James Fallows is based in Washington as a national correspondent for The Atlantic. He has worked for the magazine for nearly 30 years and in that time has also lived in Seattle, Berkeley, Austin, Tokyo, Kuala Lumpur, Shanghai, and Beijing. He was raised in Redlands, California, received his undergraduate degree in American history and literature from Harvard, and received a graduate degree in economics from Oxford as a Rhodes scholar. In addition to working for The Atlantic, he has spent two years as chief White House speechwriter for Jimmy Carter, two years as the editor of US News & World Report, and six months as a program designer at Microsoft. He is an instrument-rated private pilot. He is also now the chair in U.S. media at the U.S. Studies Centre at the University of Sydney, in Australia.

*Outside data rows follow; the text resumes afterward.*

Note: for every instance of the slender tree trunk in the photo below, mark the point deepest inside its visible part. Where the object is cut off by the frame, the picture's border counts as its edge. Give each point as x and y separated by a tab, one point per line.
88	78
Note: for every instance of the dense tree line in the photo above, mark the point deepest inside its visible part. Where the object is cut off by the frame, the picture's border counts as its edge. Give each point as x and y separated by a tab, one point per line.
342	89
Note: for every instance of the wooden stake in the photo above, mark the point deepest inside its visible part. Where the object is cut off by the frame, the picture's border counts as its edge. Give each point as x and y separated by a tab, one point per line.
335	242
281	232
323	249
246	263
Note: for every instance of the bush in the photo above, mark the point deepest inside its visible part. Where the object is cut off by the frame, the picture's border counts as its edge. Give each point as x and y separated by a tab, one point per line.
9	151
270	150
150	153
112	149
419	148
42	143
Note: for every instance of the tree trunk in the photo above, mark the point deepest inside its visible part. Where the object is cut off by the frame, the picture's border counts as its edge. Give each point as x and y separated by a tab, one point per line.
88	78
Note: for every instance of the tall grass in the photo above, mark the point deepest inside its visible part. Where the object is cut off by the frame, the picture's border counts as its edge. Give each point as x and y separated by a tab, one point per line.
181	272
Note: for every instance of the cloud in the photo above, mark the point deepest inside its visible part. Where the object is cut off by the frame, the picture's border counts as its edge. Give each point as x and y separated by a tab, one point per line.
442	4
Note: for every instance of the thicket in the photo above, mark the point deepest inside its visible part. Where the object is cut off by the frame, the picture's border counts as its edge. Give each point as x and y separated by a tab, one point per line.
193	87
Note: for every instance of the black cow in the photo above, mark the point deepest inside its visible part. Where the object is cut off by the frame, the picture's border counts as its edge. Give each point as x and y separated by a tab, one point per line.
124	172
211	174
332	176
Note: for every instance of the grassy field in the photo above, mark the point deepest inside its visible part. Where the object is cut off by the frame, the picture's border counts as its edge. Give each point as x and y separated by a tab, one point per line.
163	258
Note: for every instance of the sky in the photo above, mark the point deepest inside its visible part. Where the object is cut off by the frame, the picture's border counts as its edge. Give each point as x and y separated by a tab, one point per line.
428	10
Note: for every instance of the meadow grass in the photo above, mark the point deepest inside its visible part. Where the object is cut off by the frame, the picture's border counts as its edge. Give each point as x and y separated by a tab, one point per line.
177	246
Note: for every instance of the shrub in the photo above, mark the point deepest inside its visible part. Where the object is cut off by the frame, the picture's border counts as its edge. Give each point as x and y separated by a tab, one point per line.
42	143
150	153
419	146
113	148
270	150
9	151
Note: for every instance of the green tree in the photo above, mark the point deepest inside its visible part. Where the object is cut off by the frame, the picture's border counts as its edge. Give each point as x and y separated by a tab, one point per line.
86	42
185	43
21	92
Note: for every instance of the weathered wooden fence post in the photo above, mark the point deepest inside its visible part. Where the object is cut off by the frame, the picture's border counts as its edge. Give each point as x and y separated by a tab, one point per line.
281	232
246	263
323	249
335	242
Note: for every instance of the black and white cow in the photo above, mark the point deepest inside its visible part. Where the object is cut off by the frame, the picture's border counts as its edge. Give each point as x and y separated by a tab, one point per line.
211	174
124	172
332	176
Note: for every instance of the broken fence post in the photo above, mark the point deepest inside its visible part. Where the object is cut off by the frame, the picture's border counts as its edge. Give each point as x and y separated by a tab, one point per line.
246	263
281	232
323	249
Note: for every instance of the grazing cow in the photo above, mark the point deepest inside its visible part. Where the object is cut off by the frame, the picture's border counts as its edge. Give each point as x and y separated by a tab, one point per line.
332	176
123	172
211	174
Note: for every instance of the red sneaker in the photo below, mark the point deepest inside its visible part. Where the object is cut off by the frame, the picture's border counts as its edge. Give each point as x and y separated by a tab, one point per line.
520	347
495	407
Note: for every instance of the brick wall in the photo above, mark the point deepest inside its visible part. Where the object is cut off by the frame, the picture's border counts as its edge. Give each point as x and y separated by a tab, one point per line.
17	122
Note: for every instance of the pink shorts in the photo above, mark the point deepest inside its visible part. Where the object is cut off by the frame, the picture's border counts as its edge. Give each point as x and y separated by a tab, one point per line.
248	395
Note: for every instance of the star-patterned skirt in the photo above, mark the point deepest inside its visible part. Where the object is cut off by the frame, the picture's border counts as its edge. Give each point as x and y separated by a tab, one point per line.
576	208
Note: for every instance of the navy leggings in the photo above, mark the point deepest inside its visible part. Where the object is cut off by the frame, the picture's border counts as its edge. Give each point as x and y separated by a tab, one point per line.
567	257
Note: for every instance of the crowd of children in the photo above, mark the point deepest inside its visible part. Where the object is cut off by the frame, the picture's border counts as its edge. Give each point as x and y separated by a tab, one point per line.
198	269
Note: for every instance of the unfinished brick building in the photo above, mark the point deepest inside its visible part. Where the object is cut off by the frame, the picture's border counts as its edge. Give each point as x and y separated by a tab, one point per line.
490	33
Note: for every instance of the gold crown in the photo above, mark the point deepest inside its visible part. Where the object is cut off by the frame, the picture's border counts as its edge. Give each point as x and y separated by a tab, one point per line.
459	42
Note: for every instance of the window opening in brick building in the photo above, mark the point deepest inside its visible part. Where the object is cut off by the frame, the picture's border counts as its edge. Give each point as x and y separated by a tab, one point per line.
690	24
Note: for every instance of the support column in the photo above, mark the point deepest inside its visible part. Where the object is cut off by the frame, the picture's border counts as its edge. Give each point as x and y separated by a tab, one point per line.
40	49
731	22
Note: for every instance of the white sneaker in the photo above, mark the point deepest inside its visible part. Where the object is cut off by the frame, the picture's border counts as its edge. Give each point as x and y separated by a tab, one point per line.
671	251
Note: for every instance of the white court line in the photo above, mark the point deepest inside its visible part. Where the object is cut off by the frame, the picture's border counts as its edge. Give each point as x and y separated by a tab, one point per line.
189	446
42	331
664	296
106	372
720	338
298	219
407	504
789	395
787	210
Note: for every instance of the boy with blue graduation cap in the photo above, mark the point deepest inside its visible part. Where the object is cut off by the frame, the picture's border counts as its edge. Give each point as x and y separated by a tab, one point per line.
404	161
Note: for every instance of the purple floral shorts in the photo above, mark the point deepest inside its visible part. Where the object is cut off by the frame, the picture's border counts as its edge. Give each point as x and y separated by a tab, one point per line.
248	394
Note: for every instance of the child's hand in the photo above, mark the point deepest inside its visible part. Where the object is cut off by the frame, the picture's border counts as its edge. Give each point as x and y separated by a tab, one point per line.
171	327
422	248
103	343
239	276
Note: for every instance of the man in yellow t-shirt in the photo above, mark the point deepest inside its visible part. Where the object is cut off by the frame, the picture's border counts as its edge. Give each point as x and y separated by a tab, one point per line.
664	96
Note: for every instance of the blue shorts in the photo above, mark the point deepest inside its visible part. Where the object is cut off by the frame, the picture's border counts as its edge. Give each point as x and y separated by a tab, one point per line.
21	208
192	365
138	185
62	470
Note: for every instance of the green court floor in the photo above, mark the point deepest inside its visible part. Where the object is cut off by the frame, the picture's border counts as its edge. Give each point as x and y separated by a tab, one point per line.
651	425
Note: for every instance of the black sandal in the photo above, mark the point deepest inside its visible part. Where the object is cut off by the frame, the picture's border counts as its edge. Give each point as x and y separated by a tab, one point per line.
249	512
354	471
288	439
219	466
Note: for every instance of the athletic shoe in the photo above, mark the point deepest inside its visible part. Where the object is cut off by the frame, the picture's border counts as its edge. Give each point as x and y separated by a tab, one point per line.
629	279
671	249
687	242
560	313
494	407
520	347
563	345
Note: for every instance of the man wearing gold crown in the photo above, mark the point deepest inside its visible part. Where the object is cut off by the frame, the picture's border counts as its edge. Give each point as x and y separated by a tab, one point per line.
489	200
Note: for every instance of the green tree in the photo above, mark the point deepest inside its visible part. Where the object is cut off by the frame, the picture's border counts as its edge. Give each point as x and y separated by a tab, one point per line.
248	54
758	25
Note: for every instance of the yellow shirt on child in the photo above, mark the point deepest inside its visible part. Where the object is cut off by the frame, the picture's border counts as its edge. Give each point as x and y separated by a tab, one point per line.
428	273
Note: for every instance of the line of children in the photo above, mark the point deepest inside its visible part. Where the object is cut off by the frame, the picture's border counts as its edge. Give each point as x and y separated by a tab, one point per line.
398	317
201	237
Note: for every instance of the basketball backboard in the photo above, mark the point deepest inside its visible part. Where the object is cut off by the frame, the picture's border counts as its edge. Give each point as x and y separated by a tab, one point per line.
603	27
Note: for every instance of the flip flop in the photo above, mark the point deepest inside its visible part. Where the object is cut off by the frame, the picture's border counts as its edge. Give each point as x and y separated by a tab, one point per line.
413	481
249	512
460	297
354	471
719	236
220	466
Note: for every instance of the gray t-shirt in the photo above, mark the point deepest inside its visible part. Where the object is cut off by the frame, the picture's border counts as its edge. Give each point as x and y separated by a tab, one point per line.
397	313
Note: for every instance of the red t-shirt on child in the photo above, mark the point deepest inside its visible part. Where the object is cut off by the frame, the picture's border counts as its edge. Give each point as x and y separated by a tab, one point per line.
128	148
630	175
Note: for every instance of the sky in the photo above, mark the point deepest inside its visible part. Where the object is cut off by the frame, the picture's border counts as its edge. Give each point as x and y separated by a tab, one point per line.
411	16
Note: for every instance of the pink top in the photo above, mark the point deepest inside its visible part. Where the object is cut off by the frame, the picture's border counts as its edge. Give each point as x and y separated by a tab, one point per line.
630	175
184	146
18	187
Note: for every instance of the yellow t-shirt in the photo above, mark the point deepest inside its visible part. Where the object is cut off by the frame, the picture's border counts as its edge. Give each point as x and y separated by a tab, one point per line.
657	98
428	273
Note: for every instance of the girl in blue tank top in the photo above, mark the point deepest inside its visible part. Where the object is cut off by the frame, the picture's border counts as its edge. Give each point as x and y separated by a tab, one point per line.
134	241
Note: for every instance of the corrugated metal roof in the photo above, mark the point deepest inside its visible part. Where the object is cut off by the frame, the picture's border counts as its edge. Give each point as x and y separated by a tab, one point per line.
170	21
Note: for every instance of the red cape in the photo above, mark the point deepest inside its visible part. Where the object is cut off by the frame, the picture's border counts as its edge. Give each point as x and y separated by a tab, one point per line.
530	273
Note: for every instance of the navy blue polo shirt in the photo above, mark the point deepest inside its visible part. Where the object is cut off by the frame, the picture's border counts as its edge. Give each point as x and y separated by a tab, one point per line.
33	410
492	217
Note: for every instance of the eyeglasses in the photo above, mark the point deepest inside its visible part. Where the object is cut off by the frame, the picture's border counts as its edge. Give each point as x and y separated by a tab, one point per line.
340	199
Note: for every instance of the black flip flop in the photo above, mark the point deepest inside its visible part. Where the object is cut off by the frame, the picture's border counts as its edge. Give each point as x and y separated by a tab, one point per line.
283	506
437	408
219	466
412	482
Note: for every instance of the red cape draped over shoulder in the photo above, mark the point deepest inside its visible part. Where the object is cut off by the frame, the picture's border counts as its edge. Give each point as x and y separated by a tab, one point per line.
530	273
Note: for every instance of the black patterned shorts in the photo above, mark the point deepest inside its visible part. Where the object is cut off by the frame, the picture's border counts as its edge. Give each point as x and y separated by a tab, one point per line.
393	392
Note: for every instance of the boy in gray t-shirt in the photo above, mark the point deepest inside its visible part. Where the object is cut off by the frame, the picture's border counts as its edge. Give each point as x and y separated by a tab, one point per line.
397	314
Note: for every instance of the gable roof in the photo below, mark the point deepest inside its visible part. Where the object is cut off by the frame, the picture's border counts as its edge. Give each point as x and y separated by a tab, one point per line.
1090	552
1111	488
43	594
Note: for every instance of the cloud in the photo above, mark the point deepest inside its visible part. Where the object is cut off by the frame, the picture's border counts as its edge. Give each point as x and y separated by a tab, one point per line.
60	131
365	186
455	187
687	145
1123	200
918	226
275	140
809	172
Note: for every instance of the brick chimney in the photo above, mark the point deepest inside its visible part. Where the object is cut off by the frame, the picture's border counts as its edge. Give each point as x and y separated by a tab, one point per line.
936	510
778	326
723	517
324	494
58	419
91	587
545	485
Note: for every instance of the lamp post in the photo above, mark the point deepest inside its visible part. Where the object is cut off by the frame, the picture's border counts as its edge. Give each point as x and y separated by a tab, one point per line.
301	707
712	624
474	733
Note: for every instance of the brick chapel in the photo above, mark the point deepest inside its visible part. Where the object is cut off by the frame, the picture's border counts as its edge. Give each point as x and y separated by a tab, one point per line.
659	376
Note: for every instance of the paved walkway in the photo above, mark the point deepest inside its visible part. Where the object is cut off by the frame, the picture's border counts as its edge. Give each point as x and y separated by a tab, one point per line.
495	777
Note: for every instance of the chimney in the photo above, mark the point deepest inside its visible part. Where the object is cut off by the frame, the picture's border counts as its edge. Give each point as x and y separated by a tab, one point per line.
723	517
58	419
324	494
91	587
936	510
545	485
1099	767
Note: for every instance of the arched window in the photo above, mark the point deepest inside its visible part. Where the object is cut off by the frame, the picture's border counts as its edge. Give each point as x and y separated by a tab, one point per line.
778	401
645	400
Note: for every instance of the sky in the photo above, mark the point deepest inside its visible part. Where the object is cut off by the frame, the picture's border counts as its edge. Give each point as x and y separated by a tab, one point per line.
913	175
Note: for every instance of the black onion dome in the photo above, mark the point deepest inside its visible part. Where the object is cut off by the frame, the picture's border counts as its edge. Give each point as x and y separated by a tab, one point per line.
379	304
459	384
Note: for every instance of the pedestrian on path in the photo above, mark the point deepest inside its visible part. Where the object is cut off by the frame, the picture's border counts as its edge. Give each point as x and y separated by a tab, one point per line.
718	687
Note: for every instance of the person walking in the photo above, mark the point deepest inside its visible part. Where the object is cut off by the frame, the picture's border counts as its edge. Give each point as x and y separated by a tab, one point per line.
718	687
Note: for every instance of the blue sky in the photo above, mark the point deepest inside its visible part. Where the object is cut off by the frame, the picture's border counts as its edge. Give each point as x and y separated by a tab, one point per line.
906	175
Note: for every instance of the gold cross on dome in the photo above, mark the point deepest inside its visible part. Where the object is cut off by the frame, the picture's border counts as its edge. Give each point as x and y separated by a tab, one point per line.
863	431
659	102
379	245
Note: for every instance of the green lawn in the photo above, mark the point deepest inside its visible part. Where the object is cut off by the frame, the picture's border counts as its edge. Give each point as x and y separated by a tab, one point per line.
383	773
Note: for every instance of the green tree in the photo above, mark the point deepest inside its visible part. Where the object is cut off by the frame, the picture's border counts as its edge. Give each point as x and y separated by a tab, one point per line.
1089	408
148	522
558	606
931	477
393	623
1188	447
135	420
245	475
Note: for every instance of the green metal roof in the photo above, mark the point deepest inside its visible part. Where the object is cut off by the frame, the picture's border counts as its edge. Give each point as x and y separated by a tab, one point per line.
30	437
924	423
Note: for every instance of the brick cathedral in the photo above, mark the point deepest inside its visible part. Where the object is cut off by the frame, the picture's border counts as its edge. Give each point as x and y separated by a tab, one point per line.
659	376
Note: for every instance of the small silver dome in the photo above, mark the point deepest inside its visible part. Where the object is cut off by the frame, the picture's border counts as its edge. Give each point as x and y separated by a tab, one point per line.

Fallows has been a finalist for the National Magazine Award five times and has won once; he has also won the American Book Award for nonfiction and a N.Y. Emmy award for the documentary series Doing Business in China. He was the founding chairman of the New America Foundation. His recent books Blind Into Baghdad (2006) and Postcards From Tomorrow Square (2009) are based on his writings for The Atlantic. His latest book is China Airborne. He is married to Deborah Fallows, author of the recent book Dreaming in Chinese. They have two married sons.